A fresh and fascinating reappraisal of the first half of the 20th
century from one of our foremost historians.
'War, comrades, ' declared Trotsky, 'is a great locomotive of history.'
He was thought to be acknowledging the opportunity the First World War
had offered the Bolsheviks to seize power in Russia in 1917.
Twentieth-century warfare, based on new technologies and mass armies,
certainly saw the locomotive power of war geared up to an unprecedented
level.
Peter Clarke explores the crucial ways in which war can be seen as a
prime mover of history in the 20th century through the eyes of five
major figures. In Britain two wartime prime ministers - first David
Lloyd George, later Winston Churchill - found their careers made and
unmade by the unprecedented challenges they faced. In the United States,
two presidents elected in peacetime - Woodrow Wilson and Franklin
Roosevelt - likewise found that war drastically changed their agenda.
And it was through the experience of war that the economic ideas of John
Maynard Keynes were shaped and came to exert wide influence.

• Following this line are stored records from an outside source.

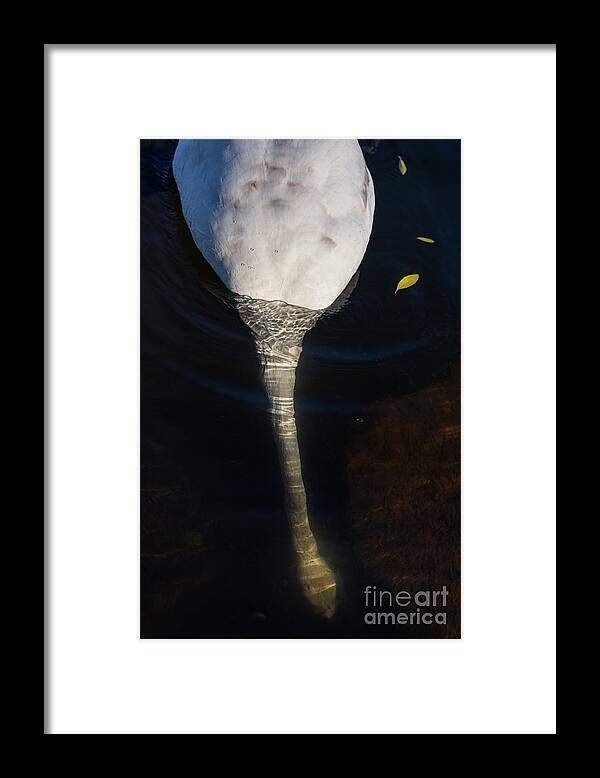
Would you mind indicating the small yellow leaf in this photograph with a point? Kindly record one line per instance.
(407, 281)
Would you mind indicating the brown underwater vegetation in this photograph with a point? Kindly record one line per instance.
(404, 496)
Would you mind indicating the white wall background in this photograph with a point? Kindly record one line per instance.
(500, 677)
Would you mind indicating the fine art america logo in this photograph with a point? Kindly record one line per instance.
(424, 607)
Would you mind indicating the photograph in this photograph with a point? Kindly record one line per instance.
(300, 388)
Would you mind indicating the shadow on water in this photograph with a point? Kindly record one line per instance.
(217, 559)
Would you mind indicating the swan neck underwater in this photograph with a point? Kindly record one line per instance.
(285, 225)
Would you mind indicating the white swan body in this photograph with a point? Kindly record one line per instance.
(281, 220)
(285, 224)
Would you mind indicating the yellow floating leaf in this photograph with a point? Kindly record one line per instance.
(407, 281)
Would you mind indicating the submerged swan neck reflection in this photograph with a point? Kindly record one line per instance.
(279, 330)
(285, 225)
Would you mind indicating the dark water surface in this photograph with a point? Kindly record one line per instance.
(377, 403)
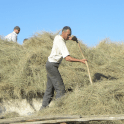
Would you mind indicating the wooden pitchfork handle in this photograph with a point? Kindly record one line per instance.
(86, 64)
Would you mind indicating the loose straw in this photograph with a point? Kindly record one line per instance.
(86, 65)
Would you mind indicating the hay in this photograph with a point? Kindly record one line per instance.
(23, 75)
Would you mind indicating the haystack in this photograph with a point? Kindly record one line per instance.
(23, 75)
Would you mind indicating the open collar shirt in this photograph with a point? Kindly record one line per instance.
(59, 50)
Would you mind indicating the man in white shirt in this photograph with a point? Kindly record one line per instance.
(13, 36)
(54, 80)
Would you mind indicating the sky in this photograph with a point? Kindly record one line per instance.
(90, 20)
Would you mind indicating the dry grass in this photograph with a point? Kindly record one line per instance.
(23, 75)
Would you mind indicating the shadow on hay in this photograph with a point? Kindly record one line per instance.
(29, 97)
(99, 77)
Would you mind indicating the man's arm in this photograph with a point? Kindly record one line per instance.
(71, 59)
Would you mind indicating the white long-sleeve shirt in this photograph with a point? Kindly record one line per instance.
(11, 37)
(59, 50)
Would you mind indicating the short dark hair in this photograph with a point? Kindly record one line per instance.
(17, 27)
(66, 28)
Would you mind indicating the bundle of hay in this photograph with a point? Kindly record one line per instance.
(23, 75)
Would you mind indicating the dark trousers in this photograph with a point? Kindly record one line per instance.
(54, 82)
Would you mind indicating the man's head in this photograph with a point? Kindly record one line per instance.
(66, 33)
(17, 29)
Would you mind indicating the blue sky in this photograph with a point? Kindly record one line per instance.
(91, 20)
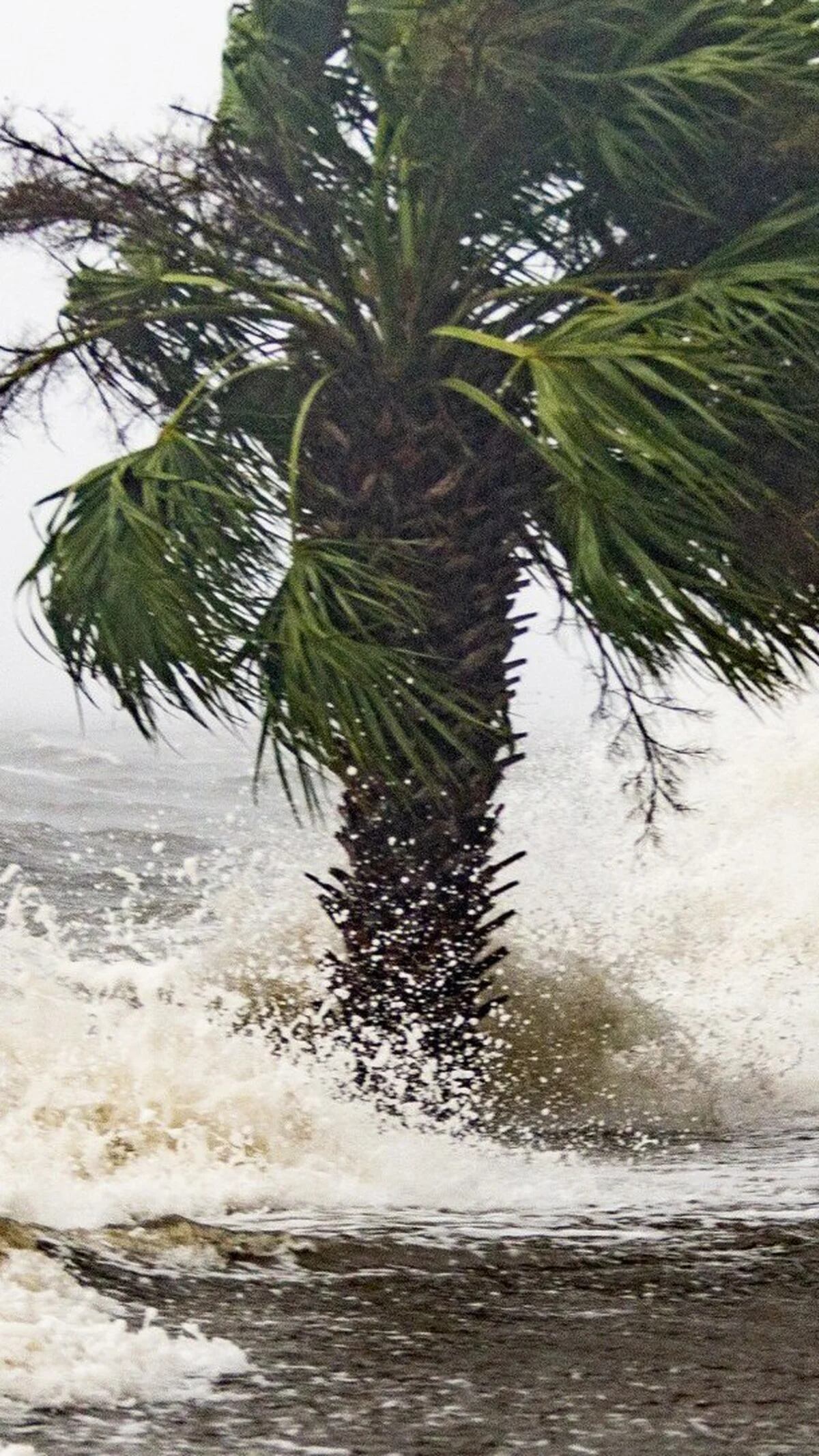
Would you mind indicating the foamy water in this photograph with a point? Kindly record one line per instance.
(150, 934)
(61, 1344)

When the United States entered the First World War in 1917, President
Wilson famously declared: 'The world must be made safe for democracy.'
This liberal prospectus was to be tested in the subsequent peace treaty,
one that was to be bitterly remembered by Germans for its 'war guilt
clause'. But both in the making of the war and the making of the peace,
the issue of guilt did not suddenly materialise out of thin air. As
Clarke's narrative shows, it was an integral component of the
Anglo-American liberal tradition.
The Locomotive of War is a forensic and punctilious examination of
both the interplay between key figures in the context of the
unprecedented all-out wars of 1914-18 and 1939-45 and the broader
dynamics of history in this extraordinary period. Deeply revealing and
insightful, it is history of the highest calibre.